Making a case for gold investments may seem harder with inflation under control and unlikely to get out of hand anytime soon thanks to low oil prices and moderate commodity costs.
Not so, say gold advocates who are convinced that the 1993 rally that brought bullion near $400 an ounce is only the beginning of a major bull market.Charles M. LaLoggia, who examines investment trends in his newsletter LaLoggia's Special Situation Report and Stock Market Forecast, believes the traditional pitch for gold as an inflation hedge still carries weight.
People who shun gold and its proxies - such as mining company stocks - simply because the United States has enjoyed several years of mild inflation are missing out on rewarding investment opportunities, he contends.
Putting some historical perspective on the country's inflation performance helps explain his point. The 2.7 percent increase in the Consumer Price Index last year looks abnormally low to anyone who remembers the double-digit inflation rates of the 1980s. But, in fact, it is close to the 3 percent average annual rate since the 1920s.
And LaLoggia thinks rapid growth in the U.S. money supply over the past three years inevitably will cause inflation to resurface. Even if prices don't skyrocket, they could easily bob up above the historical norm of 3 percent.
In addition, LaLoggia recommends investors view gold from a global standpoint.

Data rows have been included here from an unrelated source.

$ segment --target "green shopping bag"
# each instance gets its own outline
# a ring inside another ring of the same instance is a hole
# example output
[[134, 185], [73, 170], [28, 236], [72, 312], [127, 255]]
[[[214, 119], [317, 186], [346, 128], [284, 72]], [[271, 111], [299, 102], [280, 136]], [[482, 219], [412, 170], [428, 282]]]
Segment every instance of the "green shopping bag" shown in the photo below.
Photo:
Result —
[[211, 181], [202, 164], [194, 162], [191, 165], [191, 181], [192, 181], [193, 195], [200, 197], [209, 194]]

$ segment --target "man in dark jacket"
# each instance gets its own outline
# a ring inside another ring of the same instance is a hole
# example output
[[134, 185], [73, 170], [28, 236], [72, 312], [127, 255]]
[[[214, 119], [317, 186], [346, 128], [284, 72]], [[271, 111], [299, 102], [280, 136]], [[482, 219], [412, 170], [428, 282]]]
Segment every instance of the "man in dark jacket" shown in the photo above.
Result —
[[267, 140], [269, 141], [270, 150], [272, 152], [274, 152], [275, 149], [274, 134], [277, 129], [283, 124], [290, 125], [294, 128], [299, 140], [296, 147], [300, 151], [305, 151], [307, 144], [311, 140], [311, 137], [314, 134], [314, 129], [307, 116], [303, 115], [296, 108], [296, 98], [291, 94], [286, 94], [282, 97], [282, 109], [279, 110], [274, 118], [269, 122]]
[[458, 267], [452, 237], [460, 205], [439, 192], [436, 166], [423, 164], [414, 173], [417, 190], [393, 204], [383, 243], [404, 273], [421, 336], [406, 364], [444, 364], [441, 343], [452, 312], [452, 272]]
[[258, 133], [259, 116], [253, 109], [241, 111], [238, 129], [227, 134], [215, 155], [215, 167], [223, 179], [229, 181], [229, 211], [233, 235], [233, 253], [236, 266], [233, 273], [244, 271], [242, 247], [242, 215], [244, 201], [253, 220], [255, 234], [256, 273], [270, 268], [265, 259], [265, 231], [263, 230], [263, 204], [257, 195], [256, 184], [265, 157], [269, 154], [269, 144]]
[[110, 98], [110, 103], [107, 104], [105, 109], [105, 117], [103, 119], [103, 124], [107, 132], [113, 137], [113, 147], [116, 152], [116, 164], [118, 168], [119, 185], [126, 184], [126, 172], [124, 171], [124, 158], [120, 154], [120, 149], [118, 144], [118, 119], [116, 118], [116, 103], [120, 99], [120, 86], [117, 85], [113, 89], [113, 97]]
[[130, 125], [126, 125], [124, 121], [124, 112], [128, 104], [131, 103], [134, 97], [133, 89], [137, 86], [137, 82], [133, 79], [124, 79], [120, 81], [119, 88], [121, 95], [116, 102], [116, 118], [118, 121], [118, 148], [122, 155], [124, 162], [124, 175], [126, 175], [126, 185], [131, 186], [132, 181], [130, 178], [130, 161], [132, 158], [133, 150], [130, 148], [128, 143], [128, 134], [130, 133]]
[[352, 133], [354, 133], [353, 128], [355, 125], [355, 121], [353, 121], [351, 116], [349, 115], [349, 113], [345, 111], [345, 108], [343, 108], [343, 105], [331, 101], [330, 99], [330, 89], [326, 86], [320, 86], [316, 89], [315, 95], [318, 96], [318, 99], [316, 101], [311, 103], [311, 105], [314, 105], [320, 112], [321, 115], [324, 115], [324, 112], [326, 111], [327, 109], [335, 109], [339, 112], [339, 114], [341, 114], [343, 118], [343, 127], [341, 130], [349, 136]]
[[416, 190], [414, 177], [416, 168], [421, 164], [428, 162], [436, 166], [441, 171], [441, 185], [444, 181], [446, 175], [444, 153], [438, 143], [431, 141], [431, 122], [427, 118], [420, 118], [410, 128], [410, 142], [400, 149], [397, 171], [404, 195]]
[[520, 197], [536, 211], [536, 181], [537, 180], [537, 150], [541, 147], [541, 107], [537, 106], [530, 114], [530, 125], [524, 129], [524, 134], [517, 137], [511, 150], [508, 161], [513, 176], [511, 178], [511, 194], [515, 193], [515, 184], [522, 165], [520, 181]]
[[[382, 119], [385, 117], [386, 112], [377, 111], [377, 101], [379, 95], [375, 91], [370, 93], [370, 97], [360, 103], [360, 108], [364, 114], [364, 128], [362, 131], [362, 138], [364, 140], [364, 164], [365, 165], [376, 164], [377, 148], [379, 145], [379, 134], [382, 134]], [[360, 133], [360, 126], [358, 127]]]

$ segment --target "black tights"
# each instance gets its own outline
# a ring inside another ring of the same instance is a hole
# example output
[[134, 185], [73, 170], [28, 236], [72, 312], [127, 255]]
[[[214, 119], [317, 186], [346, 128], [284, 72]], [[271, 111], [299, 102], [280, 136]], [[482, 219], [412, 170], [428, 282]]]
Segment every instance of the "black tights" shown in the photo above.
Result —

"In most of the developing Asian economies, where wealth is being accumulated rapidly, gold is considered to be a store of wealth, a sign of status and also an insurance policy against inflation and financial upheaval," he wrote in a recent issue of his Rochester, N.Y.-based newsletter.
Another factor shaping gold's fate is that Russia unloaded most of its gold reserves during the breakup of the Soviet Union and now its mining industry is in disarray. That will curb future supply.
The shrinking supply could come at a time of rising demand. James Benham, chairman of the Benham Group mutual fund company, said the German and Japanese currencies that formerly gave inflation-wary investors safe havens have lost some of their credibility due to economic difficulties in those countries.
Gold "demand is being fueled by the absence of any true hard currencies for investors," noted Benham.